I have just finished a book by
Barbara Tuchman, called
A Distant Mirror: The Calamitous 14th Century. A work of popular history (Tuchman was self-educated but, for all that, still won a couple of Pulitzers), the book largely draws upon primary sources to deal with the Hundred Years’ War between England and France, fought intermittently over a century and more, almost entirely on French soil. However, it also casts a spotlight across Western Europe and beyond during the period, extending into the 15th Century. The book’s focus is the life of one French nobleman, Enguerrand VI, the last sire of Coucy, a large holding in the North of France, near the English Channel, and a distant ancestor of a future French monarch. As the title implies, Tuchman is writing with an eye toward viewing the contemporary world through the reflection cast upon it by an era long past.
The period in question is characterized by a number of phenomena which are traumatic by any standard: black death (Tuchman takes the conventional view that this was bubonic plague; others have argued, convincingly to me, that the medieval plagues were rather a form of hemorhagic fever, perhaps caused by Ebola or a close viral relative), which reduced population levels by as much as 50 percent over a century; interminable fighting, not only between England and France or between Christendom and Islam, but also in private wars between various nobles, the results of which, through destruction of crops and other disruptions, disproportionately affected the lives of those at the bottom of the socioeconomic pile and therefore least able to cope; openly regressive taxation; popular uprisings; conspicuous consumption by nobles, wealthy merchants, rising bureaucrats, and the upper clergy; widespread sexual profligacy; and so on.

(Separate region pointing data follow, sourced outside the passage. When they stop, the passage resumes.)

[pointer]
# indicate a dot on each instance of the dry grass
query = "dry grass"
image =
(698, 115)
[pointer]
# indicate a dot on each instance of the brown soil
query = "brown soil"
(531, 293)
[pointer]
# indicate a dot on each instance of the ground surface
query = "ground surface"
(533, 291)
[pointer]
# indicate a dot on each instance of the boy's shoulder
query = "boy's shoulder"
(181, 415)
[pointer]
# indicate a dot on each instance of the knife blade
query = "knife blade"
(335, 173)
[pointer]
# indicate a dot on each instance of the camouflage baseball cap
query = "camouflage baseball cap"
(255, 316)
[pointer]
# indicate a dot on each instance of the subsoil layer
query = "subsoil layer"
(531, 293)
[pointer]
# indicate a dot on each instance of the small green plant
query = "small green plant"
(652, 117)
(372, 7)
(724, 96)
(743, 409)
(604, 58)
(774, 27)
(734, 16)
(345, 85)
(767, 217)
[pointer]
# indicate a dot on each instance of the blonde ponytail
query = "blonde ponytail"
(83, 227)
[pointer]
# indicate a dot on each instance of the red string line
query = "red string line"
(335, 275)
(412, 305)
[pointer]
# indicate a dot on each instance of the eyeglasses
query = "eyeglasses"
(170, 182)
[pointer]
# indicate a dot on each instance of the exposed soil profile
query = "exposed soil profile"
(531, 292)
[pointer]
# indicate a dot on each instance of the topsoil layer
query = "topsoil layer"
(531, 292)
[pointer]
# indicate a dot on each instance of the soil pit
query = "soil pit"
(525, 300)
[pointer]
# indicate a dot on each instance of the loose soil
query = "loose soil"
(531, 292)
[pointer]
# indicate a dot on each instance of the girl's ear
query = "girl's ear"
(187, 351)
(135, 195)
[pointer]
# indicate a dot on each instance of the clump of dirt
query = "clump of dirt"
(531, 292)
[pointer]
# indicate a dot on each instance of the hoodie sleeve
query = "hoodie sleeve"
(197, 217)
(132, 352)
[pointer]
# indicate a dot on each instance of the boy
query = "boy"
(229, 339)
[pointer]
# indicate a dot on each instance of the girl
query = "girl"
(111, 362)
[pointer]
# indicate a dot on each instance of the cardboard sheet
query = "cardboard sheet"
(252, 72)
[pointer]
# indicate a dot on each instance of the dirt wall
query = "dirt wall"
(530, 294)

From a Christian point of view, perhaps the most depressing characteristic of this period is the relationship between the Church and the rest of society. While all of society was nominally Christian, few seemed to take the Church's teachings seriously, the only exception perhaps being just prior to death. The Papacy was, for many years, ensconced in the “Babylonian Exile” at Avignon. Since Avignon was in France, and these Popes mostly French, they were largely instruments of French Imperial Policy. On the attempt to return the Papacy to Rome, prompted by St. Catherine of Siena, a longstanding schism was created, resulting in two Popes, one in Avignon, the other in Rome, and all of Western Europe was divided. England and France, of course, were on opposite sides of papal allegiance. From the Pope(s), down to the poorest parish priest, everything the Church had to offer was for sale. This, of course, gave rise to various reform movements, all of them more or less heretical, which prepared the way for Luther, Calvin, Cranmer, and the rest, and, providentially, for the reforms of the Council of Trent, two centuries later.
For all that, however, the era was not without signs of hope, primarily manifested in the careers of Saints. Catherine of Siena was one of them. Joan of Arc was another. Besides these, many man and women, religious and lay, worshiped, celebrated and received the sacraments, prayed, fasted, cared for the sick and helped the poor, motivated by their love for the suffering Christ and His sorrowful Mother, manifested in the sufferings of men and women with whom they lived and worked. Inspired and healed by the Holy Spirit, these men and women, of course, are the hope of the world; they were then, and are now. It is because of their prayers and other activities that societies do not collapse into utter chaos. During Lent, inspired by their examples, let us dedouble our efforts to contribute, in whatever way we can, not only to our own salvation, but to the survival, if not the salvation, of the whole world.